IN DEFENSE OF RUMMY

Here’s a viewpoint with which I wholeheartedly agree. It’s a defense of Donald Rumsfeld’s use of the English language. He was given an award for mangling the language by the Plain English Campaign. But there are very, very few politicians who speak as plainly and simply and strongly as Rumsfeld. His directness about the awful nature of war was a high-point in recent government speech. You may not like what he has to say, but it’s rare that you don’t understand what he’s saying.

DERBYSHIRE WATCH: Defenders of John Derbyshire at National Review argue that he simply holds arguments against homosexual relationships or sex and is not “anti-gay” or prejudiced. This despite the fact that he has in the past simply avowed that he doesn’t “like” homosexuality. Look, it’s a free country. Derbyshire should be free to like or dislike whatever he wants. But these are not arguments. They’re, well, prejudices. Then he writes something like this: “The goatee is an abomination, and engenders a cloud of suspicion about the wearer’s sexual orientation.” I’m not defending the goatee. And I understand he’s trying to make a jocular comment. But, even in the context of jest, this is a simple, bald declaration that someone’s orientation alone – their involuntary identity, not anything they might or might not do – is “suspicious.” Again, imagine if someone had written that he despised beards because they “engender a cloud of suspicion about the wearer’s possible Jewishness.” Would anyone pass this off as simply humor? Would any serious person publish it? Is National Review endorsing this? And they wonder why “social conservatives have been losing the political debate over gay marriage.”
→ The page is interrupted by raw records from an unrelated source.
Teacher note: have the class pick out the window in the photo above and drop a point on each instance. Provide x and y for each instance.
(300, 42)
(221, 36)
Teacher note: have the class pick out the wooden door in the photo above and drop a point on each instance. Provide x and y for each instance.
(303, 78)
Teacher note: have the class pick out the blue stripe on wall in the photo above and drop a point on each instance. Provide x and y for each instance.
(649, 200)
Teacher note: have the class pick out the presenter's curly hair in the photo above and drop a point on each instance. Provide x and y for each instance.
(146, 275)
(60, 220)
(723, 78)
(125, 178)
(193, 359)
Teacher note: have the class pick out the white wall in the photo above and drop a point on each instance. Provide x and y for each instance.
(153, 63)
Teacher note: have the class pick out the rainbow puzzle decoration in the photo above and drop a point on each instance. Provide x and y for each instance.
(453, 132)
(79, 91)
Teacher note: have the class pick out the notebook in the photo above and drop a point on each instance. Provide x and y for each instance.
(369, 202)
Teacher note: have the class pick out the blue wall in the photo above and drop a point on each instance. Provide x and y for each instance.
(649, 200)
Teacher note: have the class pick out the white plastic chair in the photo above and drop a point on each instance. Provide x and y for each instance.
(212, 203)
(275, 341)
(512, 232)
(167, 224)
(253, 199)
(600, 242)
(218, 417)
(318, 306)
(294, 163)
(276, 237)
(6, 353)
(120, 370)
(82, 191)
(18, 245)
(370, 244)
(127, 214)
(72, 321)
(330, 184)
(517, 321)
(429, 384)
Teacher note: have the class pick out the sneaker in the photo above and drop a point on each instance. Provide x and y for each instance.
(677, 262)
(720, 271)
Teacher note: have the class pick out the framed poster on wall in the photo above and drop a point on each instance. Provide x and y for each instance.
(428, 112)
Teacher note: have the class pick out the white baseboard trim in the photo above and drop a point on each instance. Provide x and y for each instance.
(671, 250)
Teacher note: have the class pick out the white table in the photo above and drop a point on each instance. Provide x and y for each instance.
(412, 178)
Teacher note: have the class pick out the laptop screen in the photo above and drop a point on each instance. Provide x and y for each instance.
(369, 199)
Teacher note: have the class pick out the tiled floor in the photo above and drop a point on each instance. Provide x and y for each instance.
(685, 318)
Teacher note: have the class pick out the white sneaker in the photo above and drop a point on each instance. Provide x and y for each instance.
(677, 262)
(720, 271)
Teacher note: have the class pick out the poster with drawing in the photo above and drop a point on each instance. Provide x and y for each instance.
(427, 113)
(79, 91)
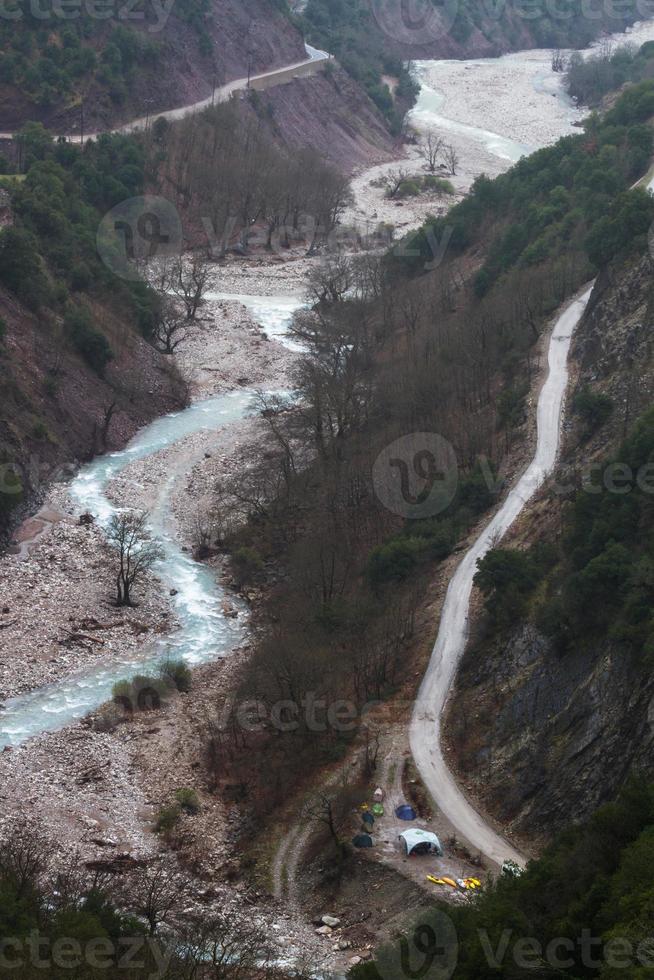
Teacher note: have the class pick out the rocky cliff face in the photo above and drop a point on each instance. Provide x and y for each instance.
(541, 737)
(330, 113)
(186, 59)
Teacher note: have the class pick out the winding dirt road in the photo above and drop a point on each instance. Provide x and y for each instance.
(314, 63)
(425, 731)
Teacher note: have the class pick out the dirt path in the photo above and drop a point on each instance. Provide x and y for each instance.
(425, 730)
(278, 76)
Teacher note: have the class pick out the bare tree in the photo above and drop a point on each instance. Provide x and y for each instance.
(225, 946)
(137, 552)
(24, 858)
(430, 147)
(169, 330)
(189, 282)
(393, 180)
(558, 61)
(330, 281)
(451, 158)
(156, 894)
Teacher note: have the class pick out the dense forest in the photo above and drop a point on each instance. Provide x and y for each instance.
(589, 79)
(392, 348)
(596, 582)
(572, 198)
(583, 909)
(357, 34)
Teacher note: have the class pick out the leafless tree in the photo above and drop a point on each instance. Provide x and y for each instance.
(227, 947)
(451, 158)
(189, 282)
(431, 147)
(170, 327)
(137, 552)
(24, 858)
(156, 894)
(393, 180)
(330, 280)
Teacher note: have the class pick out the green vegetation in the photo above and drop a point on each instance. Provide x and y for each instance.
(53, 58)
(570, 199)
(506, 578)
(597, 583)
(167, 819)
(349, 31)
(593, 407)
(352, 32)
(425, 541)
(593, 881)
(423, 183)
(177, 674)
(50, 251)
(588, 79)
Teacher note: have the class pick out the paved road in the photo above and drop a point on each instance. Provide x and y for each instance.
(314, 63)
(425, 730)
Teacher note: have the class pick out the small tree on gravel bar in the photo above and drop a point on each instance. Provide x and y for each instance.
(137, 552)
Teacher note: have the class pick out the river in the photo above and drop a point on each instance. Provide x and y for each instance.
(205, 633)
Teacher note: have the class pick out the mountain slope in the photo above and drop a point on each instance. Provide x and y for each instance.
(144, 58)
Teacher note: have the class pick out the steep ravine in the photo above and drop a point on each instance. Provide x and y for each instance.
(539, 736)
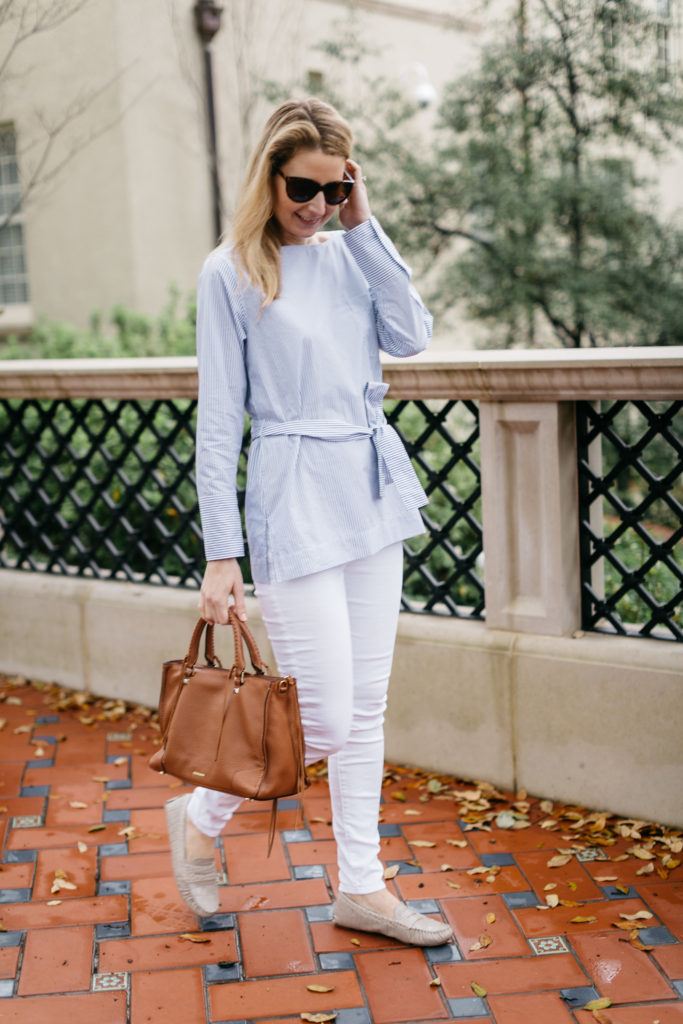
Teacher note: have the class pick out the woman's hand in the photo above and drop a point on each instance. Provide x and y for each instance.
(355, 210)
(221, 579)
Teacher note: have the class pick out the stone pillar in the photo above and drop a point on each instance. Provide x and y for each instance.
(530, 522)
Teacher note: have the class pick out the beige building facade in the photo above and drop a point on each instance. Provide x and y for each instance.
(103, 129)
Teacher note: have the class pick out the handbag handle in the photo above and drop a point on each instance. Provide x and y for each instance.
(242, 635)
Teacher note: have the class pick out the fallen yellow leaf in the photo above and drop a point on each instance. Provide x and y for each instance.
(598, 1004)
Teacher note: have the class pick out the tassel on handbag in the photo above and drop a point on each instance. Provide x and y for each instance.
(236, 731)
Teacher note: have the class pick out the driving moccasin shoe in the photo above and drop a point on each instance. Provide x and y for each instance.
(406, 925)
(197, 879)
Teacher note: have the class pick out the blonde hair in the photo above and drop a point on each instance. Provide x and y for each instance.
(306, 124)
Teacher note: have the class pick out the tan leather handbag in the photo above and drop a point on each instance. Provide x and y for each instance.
(233, 730)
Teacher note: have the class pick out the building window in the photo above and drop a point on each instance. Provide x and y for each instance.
(13, 276)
CLEARING THINGS UP: I was disturbed by the idea that Dan Bartlett had seemingly invented out of thin, atmospheric air the notion that Air Force One had had some contact with a BA airplane en route to Afghanistan. It seemed to confirm for a while the notion that this White House is as stupidly and trivially as duplicitous as the last one. So it’s a relief to hear that’s not the case. When Dana Milbank concedes the issue, I think it’s basically over.